In a now-deleted Reddit post uploaded to the AITA sub, user @Anxious-Tax3838 turned to folks online for help after making the difficult decision to cancel her wedding three days before it was set to take place.
The reason? Her fiance breached a relationship agreement they had during his bachelor party celebration, which she saw for herself in a video of the pre-ceremony festivities.
For their respective parties, the two of them had agreed that there wouldn't be any strippers or activities of a sexual nature. OP said that her and her pals rented out a yacht for the weekend and had a grand old time together hanging out on a boat, hopefully listening to this song while doing so.
Their parties took place at the same time and OP says that when she returned from her weekend, she had an awful hangover as she and her pals were drinking, something the groom didn't seem to appreciate: "All of us got very wasted, to be honest, and the next day, when I returned home, I was suffering from a hangover, and my fiancé was kinda upset with me and believed I was being inappropriate."
However, her guilt soon turned to anger after one of her bridesmaids sent her a video of her soon-to-be-husband dancing with strippers: "She sent me the video and it was some of the groomsmen and my fiancé dancing with strippers and doing extremely inappropriate things with them."
This led to an argument between the bride and groom and she asked him why he was attempting to make her feel culpable of wrongdoing when all she did was drink and sing karaoke while he was partying it up with strippers. Although he apologized profusely and said he had gotten carried away with his pals, she wasn't liking what she was hearing.
So she canceled the wedding.
"I notified our families separately and I've been called all names in the book by both families for doing so. They said they understand why I might feel upset but these things are normal to happen and I should not let my emotions take over."
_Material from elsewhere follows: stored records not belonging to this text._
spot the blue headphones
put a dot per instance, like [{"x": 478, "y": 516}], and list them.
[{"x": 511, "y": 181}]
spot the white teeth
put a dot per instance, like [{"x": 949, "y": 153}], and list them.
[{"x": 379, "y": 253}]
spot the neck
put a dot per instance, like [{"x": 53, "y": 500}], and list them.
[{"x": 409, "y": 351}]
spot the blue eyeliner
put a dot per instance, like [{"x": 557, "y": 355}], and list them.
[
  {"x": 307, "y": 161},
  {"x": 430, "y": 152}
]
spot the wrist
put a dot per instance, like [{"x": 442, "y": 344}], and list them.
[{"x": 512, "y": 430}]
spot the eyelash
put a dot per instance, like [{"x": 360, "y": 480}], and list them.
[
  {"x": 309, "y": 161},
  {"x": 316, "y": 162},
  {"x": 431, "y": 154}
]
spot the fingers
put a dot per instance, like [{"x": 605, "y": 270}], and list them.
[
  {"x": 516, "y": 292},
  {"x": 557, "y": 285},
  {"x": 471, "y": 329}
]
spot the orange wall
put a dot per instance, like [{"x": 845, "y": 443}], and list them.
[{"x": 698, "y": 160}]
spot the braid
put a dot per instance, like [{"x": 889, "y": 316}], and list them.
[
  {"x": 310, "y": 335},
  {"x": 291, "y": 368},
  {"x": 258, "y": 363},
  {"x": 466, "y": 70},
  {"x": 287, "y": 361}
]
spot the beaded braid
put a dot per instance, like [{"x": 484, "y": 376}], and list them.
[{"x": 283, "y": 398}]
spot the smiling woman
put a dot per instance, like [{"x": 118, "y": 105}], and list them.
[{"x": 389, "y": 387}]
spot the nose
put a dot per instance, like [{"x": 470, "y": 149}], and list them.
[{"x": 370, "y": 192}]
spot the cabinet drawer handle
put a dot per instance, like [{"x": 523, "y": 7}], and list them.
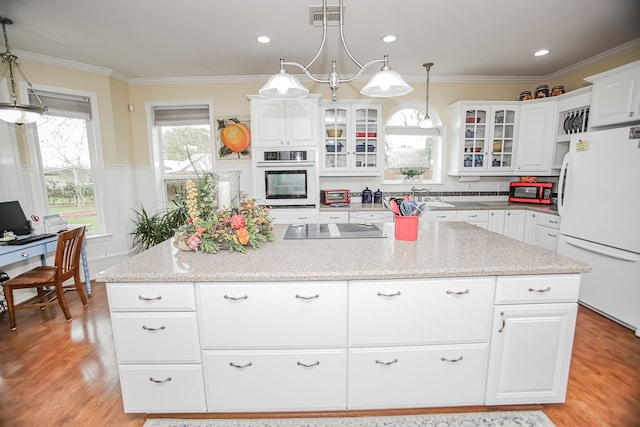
[
  {"x": 147, "y": 328},
  {"x": 503, "y": 322},
  {"x": 458, "y": 359},
  {"x": 547, "y": 289},
  {"x": 142, "y": 298},
  {"x": 450, "y": 292},
  {"x": 235, "y": 298},
  {"x": 311, "y": 297},
  {"x": 246, "y": 365},
  {"x": 382, "y": 294},
  {"x": 316, "y": 363},
  {"x": 166, "y": 380},
  {"x": 380, "y": 362}
]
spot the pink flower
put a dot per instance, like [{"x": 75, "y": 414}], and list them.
[{"x": 238, "y": 222}]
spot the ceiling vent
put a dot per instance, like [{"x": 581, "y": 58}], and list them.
[{"x": 316, "y": 13}]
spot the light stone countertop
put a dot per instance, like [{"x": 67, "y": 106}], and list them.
[{"x": 443, "y": 249}]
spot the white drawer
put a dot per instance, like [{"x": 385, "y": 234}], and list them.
[
  {"x": 420, "y": 311},
  {"x": 162, "y": 388},
  {"x": 334, "y": 217},
  {"x": 273, "y": 314},
  {"x": 537, "y": 289},
  {"x": 547, "y": 220},
  {"x": 440, "y": 216},
  {"x": 156, "y": 337},
  {"x": 276, "y": 380},
  {"x": 151, "y": 296},
  {"x": 473, "y": 216},
  {"x": 417, "y": 376},
  {"x": 370, "y": 216}
]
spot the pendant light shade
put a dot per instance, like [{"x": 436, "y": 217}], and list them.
[
  {"x": 13, "y": 112},
  {"x": 283, "y": 86}
]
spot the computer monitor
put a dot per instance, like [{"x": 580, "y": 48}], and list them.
[{"x": 12, "y": 218}]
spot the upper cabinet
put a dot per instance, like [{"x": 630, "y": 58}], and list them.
[
  {"x": 291, "y": 123},
  {"x": 351, "y": 138},
  {"x": 483, "y": 138},
  {"x": 616, "y": 96}
]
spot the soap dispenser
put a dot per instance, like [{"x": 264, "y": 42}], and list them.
[
  {"x": 377, "y": 197},
  {"x": 366, "y": 195}
]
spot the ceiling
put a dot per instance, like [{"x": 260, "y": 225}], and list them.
[{"x": 465, "y": 39}]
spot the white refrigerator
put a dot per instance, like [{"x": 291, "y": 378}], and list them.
[{"x": 599, "y": 206}]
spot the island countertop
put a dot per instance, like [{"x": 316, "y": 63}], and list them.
[{"x": 443, "y": 249}]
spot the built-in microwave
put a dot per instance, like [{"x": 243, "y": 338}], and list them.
[
  {"x": 530, "y": 192},
  {"x": 286, "y": 177}
]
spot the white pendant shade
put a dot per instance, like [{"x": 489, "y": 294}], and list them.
[
  {"x": 283, "y": 86},
  {"x": 386, "y": 83},
  {"x": 20, "y": 114}
]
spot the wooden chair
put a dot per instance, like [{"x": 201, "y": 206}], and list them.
[{"x": 49, "y": 280}]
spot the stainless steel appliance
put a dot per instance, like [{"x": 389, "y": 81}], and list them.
[
  {"x": 599, "y": 208},
  {"x": 286, "y": 178}
]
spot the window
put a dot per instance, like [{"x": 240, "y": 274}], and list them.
[
  {"x": 412, "y": 153},
  {"x": 183, "y": 146},
  {"x": 65, "y": 150}
]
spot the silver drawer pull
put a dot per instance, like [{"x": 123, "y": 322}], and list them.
[
  {"x": 141, "y": 298},
  {"x": 147, "y": 328},
  {"x": 246, "y": 365},
  {"x": 450, "y": 292},
  {"x": 503, "y": 322},
  {"x": 235, "y": 298},
  {"x": 382, "y": 294},
  {"x": 311, "y": 297},
  {"x": 316, "y": 363},
  {"x": 458, "y": 359},
  {"x": 547, "y": 289}
]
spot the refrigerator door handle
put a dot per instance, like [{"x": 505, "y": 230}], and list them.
[
  {"x": 561, "y": 184},
  {"x": 604, "y": 250}
]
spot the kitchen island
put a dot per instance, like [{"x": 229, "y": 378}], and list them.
[{"x": 458, "y": 317}]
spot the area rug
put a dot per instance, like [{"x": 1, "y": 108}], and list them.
[{"x": 472, "y": 419}]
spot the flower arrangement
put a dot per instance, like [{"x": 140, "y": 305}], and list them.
[{"x": 233, "y": 229}]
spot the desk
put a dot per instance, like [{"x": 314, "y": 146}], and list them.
[{"x": 10, "y": 254}]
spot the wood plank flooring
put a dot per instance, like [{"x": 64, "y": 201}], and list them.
[{"x": 59, "y": 373}]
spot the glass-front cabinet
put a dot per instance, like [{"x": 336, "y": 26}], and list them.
[
  {"x": 351, "y": 138},
  {"x": 483, "y": 138}
]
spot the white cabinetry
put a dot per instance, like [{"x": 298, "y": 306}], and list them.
[
  {"x": 418, "y": 342},
  {"x": 533, "y": 328},
  {"x": 155, "y": 330},
  {"x": 535, "y": 136},
  {"x": 616, "y": 96},
  {"x": 483, "y": 138},
  {"x": 351, "y": 139},
  {"x": 291, "y": 123}
]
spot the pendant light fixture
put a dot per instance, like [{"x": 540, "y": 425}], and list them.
[
  {"x": 13, "y": 112},
  {"x": 385, "y": 83},
  {"x": 426, "y": 122}
]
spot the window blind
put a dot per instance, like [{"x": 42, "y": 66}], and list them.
[
  {"x": 59, "y": 104},
  {"x": 181, "y": 116}
]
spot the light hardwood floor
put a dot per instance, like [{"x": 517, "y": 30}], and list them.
[{"x": 58, "y": 373}]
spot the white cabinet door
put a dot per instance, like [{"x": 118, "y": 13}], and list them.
[
  {"x": 514, "y": 224},
  {"x": 276, "y": 380},
  {"x": 417, "y": 376},
  {"x": 615, "y": 96},
  {"x": 530, "y": 353},
  {"x": 535, "y": 136},
  {"x": 272, "y": 314},
  {"x": 496, "y": 221},
  {"x": 277, "y": 123}
]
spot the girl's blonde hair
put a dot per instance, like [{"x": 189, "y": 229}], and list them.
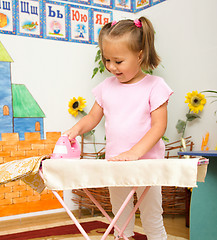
[{"x": 139, "y": 38}]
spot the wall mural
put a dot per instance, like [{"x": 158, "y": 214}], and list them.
[
  {"x": 75, "y": 21},
  {"x": 19, "y": 112}
]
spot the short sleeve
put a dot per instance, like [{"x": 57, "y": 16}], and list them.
[
  {"x": 160, "y": 94},
  {"x": 97, "y": 92}
]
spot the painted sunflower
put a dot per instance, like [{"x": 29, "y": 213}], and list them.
[
  {"x": 75, "y": 105},
  {"x": 196, "y": 101}
]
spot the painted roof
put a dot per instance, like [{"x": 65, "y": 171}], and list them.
[
  {"x": 24, "y": 105},
  {"x": 4, "y": 56}
]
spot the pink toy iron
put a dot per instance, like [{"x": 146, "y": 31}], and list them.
[{"x": 65, "y": 149}]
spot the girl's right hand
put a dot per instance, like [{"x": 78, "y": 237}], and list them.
[{"x": 71, "y": 134}]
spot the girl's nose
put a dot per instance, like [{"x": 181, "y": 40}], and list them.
[{"x": 111, "y": 66}]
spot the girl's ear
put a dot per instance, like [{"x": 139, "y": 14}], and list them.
[{"x": 140, "y": 56}]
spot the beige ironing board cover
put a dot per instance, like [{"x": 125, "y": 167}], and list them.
[{"x": 65, "y": 174}]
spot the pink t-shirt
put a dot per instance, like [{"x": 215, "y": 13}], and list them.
[{"x": 127, "y": 109}]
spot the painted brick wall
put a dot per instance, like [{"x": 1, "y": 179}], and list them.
[{"x": 17, "y": 197}]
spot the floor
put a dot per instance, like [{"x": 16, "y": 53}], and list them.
[{"x": 175, "y": 225}]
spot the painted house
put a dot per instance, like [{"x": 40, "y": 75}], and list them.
[{"x": 19, "y": 112}]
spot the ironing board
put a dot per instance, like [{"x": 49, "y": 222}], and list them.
[{"x": 65, "y": 174}]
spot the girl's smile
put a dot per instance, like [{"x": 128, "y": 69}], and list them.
[{"x": 121, "y": 61}]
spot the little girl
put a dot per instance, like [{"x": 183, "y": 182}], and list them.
[{"x": 135, "y": 108}]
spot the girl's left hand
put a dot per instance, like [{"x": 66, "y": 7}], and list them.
[{"x": 125, "y": 156}]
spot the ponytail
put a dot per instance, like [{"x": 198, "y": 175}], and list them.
[{"x": 150, "y": 57}]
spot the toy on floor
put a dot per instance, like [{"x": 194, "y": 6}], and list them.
[{"x": 66, "y": 149}]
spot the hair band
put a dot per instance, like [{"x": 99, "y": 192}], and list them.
[
  {"x": 113, "y": 23},
  {"x": 138, "y": 23}
]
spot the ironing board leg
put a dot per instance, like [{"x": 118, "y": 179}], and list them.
[
  {"x": 108, "y": 230},
  {"x": 134, "y": 210},
  {"x": 71, "y": 215},
  {"x": 102, "y": 210}
]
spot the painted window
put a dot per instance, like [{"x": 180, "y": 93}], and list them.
[
  {"x": 5, "y": 110},
  {"x": 37, "y": 126}
]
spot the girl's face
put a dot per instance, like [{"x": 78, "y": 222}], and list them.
[{"x": 121, "y": 61}]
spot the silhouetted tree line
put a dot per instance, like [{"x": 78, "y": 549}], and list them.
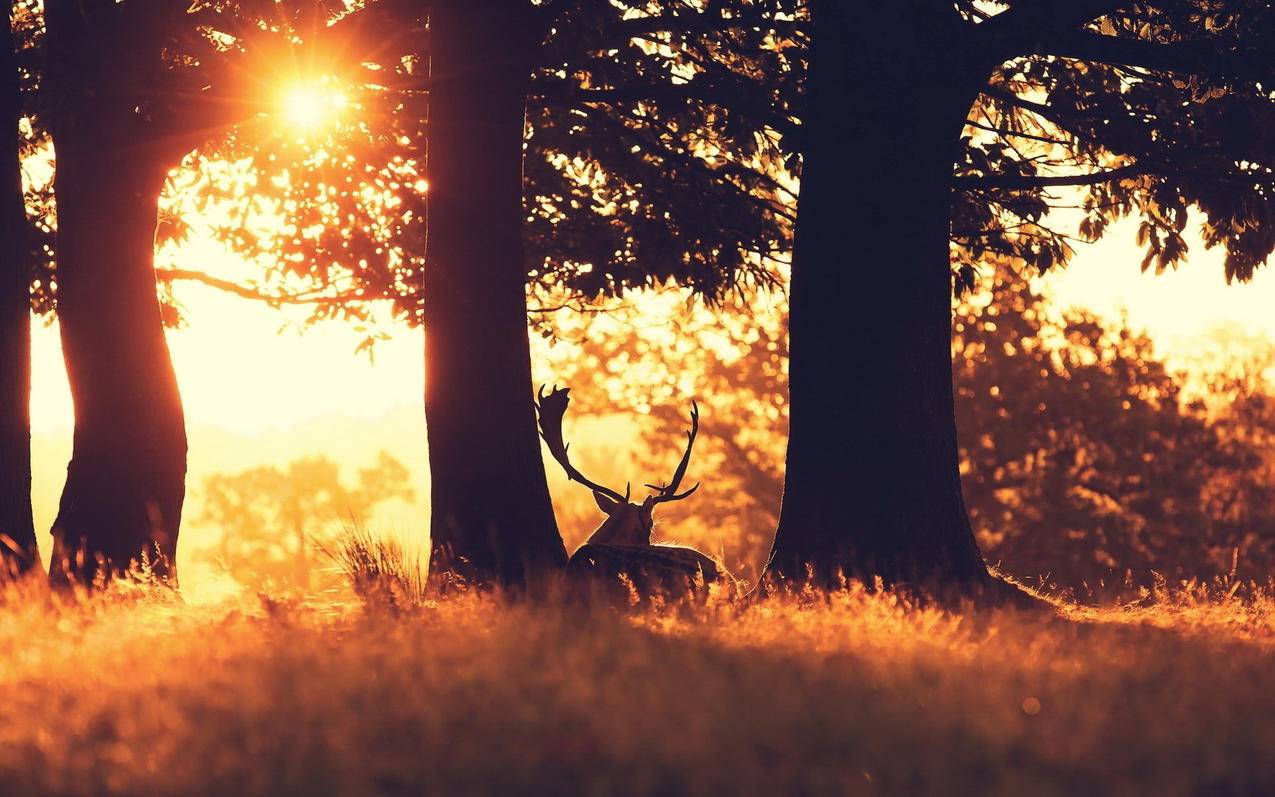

She told her guests what happened, and a lot of her friends and family members said that she was being too extreme in her decision, especially because they spent so much money.
What's more, is that OP said her own parents have seemingly turned on her for getting upset over a "silly small thing," but she stayed steadfast in calling off the wedding.
Many commenters on her post supported her decision to do so.
"It's not normal. And you had a very specific agreement that he broke and lied about it. Not only that, but he purposely blamed you for getting drunk, because he was building up a defense in case he got caught," one commenter wrote.
Others said that the idea of a "last night of freedom" is a toxic mindset to adopt.
"It’s NOT NORMAL. Exactly! My husband got his groomsmen together to move furniture to our new place for his bachelors. I was even there to help the guys and buy pizza. I didn’t even have a bachelorette just a shower because both of us wanted nothing to do with implied cheating."
One user seems to cut to the heart of what propelled OP's decision when they wrote: "Someone who not only lies to you about a very clear, mutually agreed upon boundary, but shames and gaslights (this is the correct use I swear) you into thinking that you broke that boundary when you very clearly didn't, someone who takes your joy away just to assuage their own guilty conscience, is not marriageable. Sex aside, you cannot share responsibility for finances, healthcare, children with someone so undeserving of trust."
What do you think? Should she have gone on with the wedding anyway? Or is that a weak choice and she's only further setting herself up for more heartbreak if she decided to marry the groom?